UOB reported on Wednesday that its net profit for the fourth quarter ending December 31, 2024, was S$1.52 billion, an 8.6% increase from S$1.4 billion in the same period last year. This included a one-time after-tax expense of S$17 million for the bank's integration costs with Citigroup, 81.9% lower than the S$94 million in the same period last year.
The earnings exceeded the S$1.48 billion consensus estimate from a Bloomberg survey of six analysts.
Driven by a 5% increase in loans, net interest income for the quarter rose 2% year-on-year to S$2.45 billion.
Net fee income remained stable at S$567 million, though it declined from the previous quarter's high due to seasonal slowdowns in loan-related and wealth activities.
Other non-interest income rose 1.1% year-on-year to S$443 million in the third quarter, influenced by market volatility.

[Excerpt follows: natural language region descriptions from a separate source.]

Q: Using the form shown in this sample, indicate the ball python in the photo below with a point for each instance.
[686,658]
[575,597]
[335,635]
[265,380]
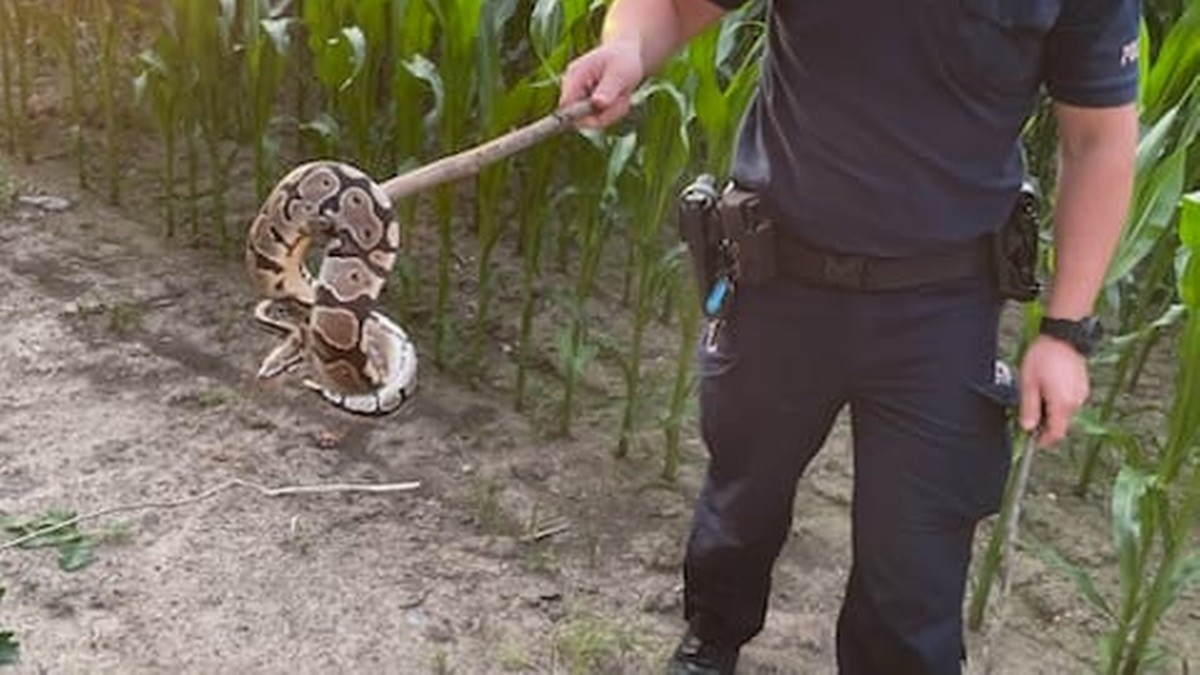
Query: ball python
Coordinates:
[364,362]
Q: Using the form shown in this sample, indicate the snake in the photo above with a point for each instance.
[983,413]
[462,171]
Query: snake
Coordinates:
[364,362]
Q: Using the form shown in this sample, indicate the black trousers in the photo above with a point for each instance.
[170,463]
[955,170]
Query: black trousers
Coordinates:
[931,453]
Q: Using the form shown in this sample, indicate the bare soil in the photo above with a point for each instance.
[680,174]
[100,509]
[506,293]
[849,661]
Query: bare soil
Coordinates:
[126,376]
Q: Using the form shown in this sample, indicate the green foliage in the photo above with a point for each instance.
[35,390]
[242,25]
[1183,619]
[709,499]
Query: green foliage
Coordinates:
[593,644]
[76,549]
[10,649]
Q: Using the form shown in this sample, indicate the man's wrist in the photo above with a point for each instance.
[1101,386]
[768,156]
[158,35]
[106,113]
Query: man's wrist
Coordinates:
[1084,334]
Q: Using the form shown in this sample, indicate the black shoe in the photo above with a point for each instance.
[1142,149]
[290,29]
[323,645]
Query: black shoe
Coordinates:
[696,657]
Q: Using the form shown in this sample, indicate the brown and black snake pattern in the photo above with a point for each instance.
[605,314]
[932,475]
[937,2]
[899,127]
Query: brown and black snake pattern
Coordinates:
[364,362]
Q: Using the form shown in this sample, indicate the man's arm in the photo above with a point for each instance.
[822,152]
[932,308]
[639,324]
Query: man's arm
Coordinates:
[639,36]
[1097,153]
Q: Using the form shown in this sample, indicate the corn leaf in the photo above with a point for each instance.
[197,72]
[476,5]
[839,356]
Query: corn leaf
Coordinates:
[1083,580]
[1156,201]
[1177,65]
[1189,237]
[1126,514]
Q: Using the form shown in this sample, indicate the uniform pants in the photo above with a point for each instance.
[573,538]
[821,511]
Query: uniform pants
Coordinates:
[931,453]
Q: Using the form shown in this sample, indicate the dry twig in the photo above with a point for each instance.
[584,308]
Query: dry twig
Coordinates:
[287,490]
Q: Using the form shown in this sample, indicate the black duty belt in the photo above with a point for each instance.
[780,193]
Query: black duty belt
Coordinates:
[813,266]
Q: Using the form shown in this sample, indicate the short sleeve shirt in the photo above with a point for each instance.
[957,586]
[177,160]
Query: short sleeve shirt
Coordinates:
[891,127]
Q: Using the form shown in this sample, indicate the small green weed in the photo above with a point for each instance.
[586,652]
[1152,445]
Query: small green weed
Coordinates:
[76,548]
[7,191]
[514,658]
[439,663]
[125,317]
[485,506]
[216,396]
[10,649]
[594,644]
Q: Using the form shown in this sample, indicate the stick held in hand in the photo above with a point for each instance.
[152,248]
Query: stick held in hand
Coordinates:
[472,161]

The net interest margin (NIM) for the fourth quarter was 2%, down from 2.02% in the fourth quarter of 2023 and 2.05% in the third quarter of 2024, primarily due to declining benchmark interest rates.
Group CFO Lee Wai Fai said the NIM may have fully felt the impact of U.S. rate cuts in 2024, which "very sharply led to loan repricing."
He expects the Federal Reserve to cut rates less aggressively in 2025, with possibly one rate cut in the second half of the year.
Lee said, "We hope to maintain the current level of 2%, which means we have to work very hard on our strategies."
He noted that the bank has shifted its wholesale banking operating model from pure lending to fee-based services and built a strong current and savings account ratio.
He also pointed out that this means lenders must "take active steps to manage costs."
Cost Management
Core operating expenses increased due to investments in franchise growth, with a core cost-to-income ratio of 45%.
Total provisions rose to S$337 million due to higher specific provisions. The non-performing loan ratio remained at 1.5% as of December 31, 2024.
For 2025, UOB aims to maintain a cost-to-income ratio of around 42% and keep total credit costs at 25 to 30 basis points.
Wee said the bank is "stepping up efforts to improve productivity."
He noted that the bank can fully leverage artificial intelligence to supplement productivity and streamline thought processes.
While Wee did not directly address questions about layoffs, he added that the bank is trying to upskill employees and redirect them to higher-growth areas.
Capital Returns
The bank proposed raising its interim dividend to S$0.92 per share, up from S$0.85 last year.
This brings the full-year dividend to S$1.80 per share, with a payout ratio of about 50%.
The bank also proposed a special dividend of S$0.50 per share and a S$800 million UOB residual capital distribution in two tranches in 2025.
As part of the bank's capital allocation strategy, the board announced a S$3 billion plan to distribute residual capital over the next three years.
In addition to the special dividend, the plan includes a S$2 billion share buyback program to repurchase shares from the open market and cancel them.
The plan is expected to increase UOB Group's Common Equity Tier 1 capital ratio by one percentage point, which stood at 15.5% in the fourth quarter.
Full-Year 2024
Full-year net profit rose 5.8% to a record S$6.05 billion. Excluding one-time Citigroup integration costs, net profit would have increased 2.9% to S$6.23 billion.
Annualized earnings per share for FY2024 increased to S$3.56 from S$3.34 the previous year.
Net interest income remained stable at S$9.67 billion, supported by healthy loan growth, though offset by a lower net interest margin (down from 2.09% to 2.03%).
Net fee income rose 7% year-on-year to S$2.4 billion, driven by growth in wealth management fees, card fees, and loan-related fees.
Other non-interest income increased 10% year-on-year to S$2.23 billion, supported by higher customer-related treasury income, strong hedging demand, and robust trading and liquidity management activities.
Total provisions remained stable at S$926 million, with total credit costs for loans at 27 basis points.
Looking ahead to 2025, the bank aims to achieve higher total income, high single-digit loan growth, and double-digit fee growth led by credit cards, wealth, trade, and loan-related fees.